From what I've heard, ad hoc teams already happen in the YC program for various reasons. This is not a completely untested hypothesis.
They gathered potential talented people, form the band write songs for them, decide their image, their sound, etc.
This doesn't mean that this model won't work, it just means that they are not really artists.
The same thing is happening here. How can you be called an entrepreneur if you can't even come up with an idea?
Entrepreneurship is not for everybody. But if you don't have an idea, then you really should not be looking to be an entrepreneur. Entrepreneurs undertake something; "The French infinitive 'entreprendre' translates as 'to undertake' " (from Wikipedia).
If you have no ideas to undertake, then undertake other people's ideas by joining an existing company.
I think what people object to about this "no idea" idea is the feeling that this is just more control being shifted from founders to the same small group of rich and powerful tech kingmakers.
I don't know how valid that objection is, I guess we'll have to see, but it's likely a good thing for the community to discuss (although I doubt that discussion will happen here all that much).
More seriously though, my experience is that smart, motivated people get stuff done.

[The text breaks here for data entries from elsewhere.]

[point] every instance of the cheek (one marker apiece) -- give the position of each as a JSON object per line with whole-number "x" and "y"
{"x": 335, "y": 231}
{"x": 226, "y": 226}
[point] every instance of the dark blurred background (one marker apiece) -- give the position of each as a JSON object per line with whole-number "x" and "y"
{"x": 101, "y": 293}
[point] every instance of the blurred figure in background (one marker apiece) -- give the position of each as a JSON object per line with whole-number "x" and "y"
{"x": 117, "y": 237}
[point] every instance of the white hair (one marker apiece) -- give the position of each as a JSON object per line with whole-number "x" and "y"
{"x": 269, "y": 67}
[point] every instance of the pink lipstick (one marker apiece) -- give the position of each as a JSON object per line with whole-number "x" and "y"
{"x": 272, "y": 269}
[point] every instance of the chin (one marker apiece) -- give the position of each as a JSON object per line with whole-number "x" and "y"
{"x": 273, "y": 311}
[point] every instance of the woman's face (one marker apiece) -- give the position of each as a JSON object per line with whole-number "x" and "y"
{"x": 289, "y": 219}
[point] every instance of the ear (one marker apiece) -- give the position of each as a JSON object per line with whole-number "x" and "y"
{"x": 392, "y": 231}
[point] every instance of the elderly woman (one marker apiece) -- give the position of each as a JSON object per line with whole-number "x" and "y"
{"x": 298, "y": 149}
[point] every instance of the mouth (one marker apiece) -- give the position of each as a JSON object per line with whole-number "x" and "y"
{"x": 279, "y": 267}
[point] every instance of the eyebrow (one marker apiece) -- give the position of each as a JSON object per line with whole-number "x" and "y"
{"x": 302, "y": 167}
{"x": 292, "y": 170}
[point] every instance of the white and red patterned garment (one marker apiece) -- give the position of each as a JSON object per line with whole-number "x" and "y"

And putting them in a situation with a deadline is one way to entice them to get something done (its the way college works after all :-))

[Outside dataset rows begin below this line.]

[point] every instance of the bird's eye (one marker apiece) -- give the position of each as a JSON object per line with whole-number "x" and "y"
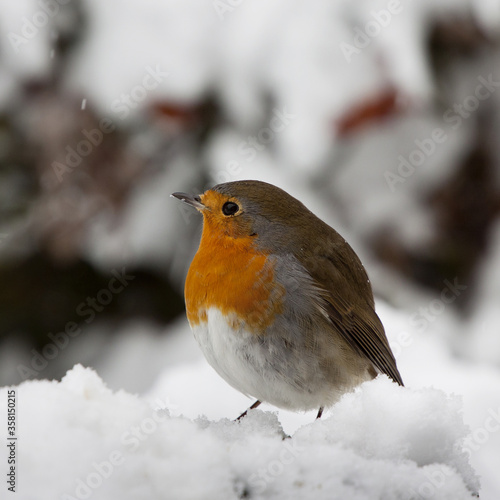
{"x": 230, "y": 208}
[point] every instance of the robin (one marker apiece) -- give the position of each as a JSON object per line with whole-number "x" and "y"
{"x": 278, "y": 301}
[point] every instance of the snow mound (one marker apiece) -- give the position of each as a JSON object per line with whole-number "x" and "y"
{"x": 78, "y": 439}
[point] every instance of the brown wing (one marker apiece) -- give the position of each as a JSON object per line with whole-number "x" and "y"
{"x": 346, "y": 298}
{"x": 364, "y": 332}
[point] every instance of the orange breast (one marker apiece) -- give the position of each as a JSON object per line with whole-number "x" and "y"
{"x": 230, "y": 274}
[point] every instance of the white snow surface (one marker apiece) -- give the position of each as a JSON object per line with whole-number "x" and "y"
{"x": 80, "y": 439}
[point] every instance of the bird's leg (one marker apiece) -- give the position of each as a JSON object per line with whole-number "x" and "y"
{"x": 255, "y": 405}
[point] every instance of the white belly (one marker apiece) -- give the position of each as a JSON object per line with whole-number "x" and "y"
{"x": 261, "y": 369}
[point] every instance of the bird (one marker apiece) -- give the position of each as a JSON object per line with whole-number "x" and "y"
{"x": 278, "y": 301}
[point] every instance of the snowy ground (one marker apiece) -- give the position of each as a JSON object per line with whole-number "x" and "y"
{"x": 80, "y": 439}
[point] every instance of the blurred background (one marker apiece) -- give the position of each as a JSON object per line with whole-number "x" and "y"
{"x": 381, "y": 116}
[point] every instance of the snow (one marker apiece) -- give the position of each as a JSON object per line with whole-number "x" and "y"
{"x": 179, "y": 438}
{"x": 381, "y": 442}
{"x": 78, "y": 438}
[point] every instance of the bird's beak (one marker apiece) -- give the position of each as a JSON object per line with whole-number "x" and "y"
{"x": 191, "y": 199}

As with many things, starting can be quite hard and I see the experiment YC is running as a way of seeing if incenting these folks to start will produce good results. Regardless of the outcome its a good experiment to run as it can inform future estimates on the available folks for creating new companies.
This is why people working for Google, Facebook, and startups become really great entrepreneurs. They live the life, they learn the trade and then when they get an idea they have everything in the world to succeed.
But in turn, if you just came out of college, being an Entrepreneur sounds good, let's try it without any clue on what you are doing, then it is going to be a waste of your time.
But I have to agree. YC trying it does not mean is wrong or bad. It might work, but they have to understand these engineers will not be entrepreneurs, at least not in their first instance.
Dustin said, simply, that you shouldn't become an entrepreneur just for the sake of becoming one. You should have an idea that you're energised about and want to build.
The fact that Zuckerberg had ideas before Facebook doesn't mean that YC's "no idea" round is a good idea.
Zuckerberg was building things and tinkering before Facebook: that's the exact opposite of not having any ideas. Literally, that is the opposite. He had ideas. He worked on them.
"We're currently looking for a lead interaction designer. If you think you're up for it, email jobs@yipit.com" -sidebar of author's website
2.) I don't see anything wrong with it.
Is there an unwritten rule that one must be affiliated with YC to have an opinion about the program?
I wasn't writing with a sarcastic intent. It's hard to be genuinely surprised about realizing something on the internet without coming across that way it seems. I honestly just figured out why he might have considering writing about YC at all given his background.
I was on the fence before about applying to "incubators" (I know YC is technically not a incubator), but this solved it for me. Ideas are worthless, execution is only slightly more valuable and YC is an idea execution factory. To be honest, it's an enviable position. I do appreciate the transparency.
I don't think any of your points really hold water. Even a world in which ideas are worth equally as much as execution would make no sense. I can't fly to work in a picture of a flying car; the execution for new vehicles hasn't gotten any cheaper or there would be more novelty car companies. I can't network with my friends using Diaspora. If execution were so easy, there should be ten decentralized Facebook clones with proper privacy guarantees by now, and there aren't. Spend four hours walking around, wherever you are, and you can find a dozen or more people convinced they have brilliant web ideas they just don't know how to execute. Everyone who can't program is an "idea man." Separating terrible ideas from the rest isn't hard, but without time travel it's impossible to distinguish decent ideas from extraordinary ones.
The Valley is becoming more and more insular and self-referencing. From outside, where I am, it looks to me like a mirror of the setup for the housing bubble, where the value of everything today is zero and the value of everything tomorrow is infinite, so nobody is doing anything today except trading the possibility of doing more and better things tomorrow. An idea or a founder might be worth a lot in this environment right now, but I don't think this situation is sustainable.
The other good point already made was that YCs investment best leveraged if you ready almost right away. No matter how you smart you are, identifying a problem, creating a solution and assembling a team takes time, valuable time. In most cases this process would put you a bit further out from some of the expertise that YC has to offer.
PG even gives a list of things he'd like to see built, take one of those if you don't have your own, but not having anything to me seems like a bit of a cop-out.
.... What do we do the next day? What do we work on? I can totally get behind the idea that they're funding the founders and not the idea but there has to be some idea at some point, right? Why not the day before the application instead of the day after?